Penulursuran media ini, para donatur (pengusaha) yang memberikan sumbangan untuk dana pengurusan merasa kecewa, karna sudah berbulan-bulan telah menanti izin, namun sampai saat ini belum ada kejelasan dari para pengurus izin tersebut.

Dana pengurusan izin yang telah ditagih oleh panitia, baik di desa Anggai, Manatahan dan desa Kusubibi dengan ratusan juta rupiah, seperti pengurus yang ada di desa Kusubibi mencapai 350 juta rupiah.

Terkait persoalan ini, Lembaga Swadaya Masyarakat (LSM) Kemilau Cahaya Bangsa Indonesia (KCBI) cabang Halsel, dalam waktu dekat akan turun Isvestigasi secara menyeluruh di desa Anggai, desa Manatahan dan desa Kusubibi, untuk memastikan persoalan yang terjadi.

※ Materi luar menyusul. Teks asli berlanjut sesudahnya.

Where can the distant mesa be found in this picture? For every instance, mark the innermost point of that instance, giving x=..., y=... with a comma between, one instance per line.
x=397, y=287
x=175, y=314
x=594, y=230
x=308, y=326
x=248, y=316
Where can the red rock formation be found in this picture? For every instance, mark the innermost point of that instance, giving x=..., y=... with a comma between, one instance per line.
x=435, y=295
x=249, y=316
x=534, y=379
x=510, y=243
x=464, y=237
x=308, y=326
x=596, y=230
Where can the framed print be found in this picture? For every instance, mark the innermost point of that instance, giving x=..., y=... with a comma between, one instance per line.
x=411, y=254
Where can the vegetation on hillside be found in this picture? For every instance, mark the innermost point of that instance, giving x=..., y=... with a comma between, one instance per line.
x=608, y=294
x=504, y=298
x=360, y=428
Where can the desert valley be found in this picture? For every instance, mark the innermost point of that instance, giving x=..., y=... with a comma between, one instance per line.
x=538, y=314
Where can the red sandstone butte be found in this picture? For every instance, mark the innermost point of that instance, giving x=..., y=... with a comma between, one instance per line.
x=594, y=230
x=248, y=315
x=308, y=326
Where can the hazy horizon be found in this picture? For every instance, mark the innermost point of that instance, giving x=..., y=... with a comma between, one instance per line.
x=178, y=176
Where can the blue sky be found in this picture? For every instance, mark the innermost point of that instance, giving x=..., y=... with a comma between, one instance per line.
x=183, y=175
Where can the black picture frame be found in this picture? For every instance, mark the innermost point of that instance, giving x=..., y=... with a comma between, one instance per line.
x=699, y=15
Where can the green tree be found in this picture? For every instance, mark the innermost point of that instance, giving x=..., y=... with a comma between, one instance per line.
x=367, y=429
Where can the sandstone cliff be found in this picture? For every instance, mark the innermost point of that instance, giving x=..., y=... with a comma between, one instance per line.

Kami pengurus LSM KCBI akan turun lapangan sesuai dengan laporan dari masyarakat ke tiga desa tersebut dan jika benar-benar adan unsur pidananya, maka kami bersama-sama dengan masyarakat pengusaha dan penambang akan melaporkan kepada Aparat Penegak Hukum (APH), kata ketua LSM KCBI cabang Halsel Ruslan Waisamola, Senin (21/07/2025).

Lanjut Ruslan, kami telah menerima laporan dari pengusaha dan penambang dari tiga desa tersebut, untuk itu dalam waktu dekat ini kami akan turun investigasi langsung di lapangan, jelasnya.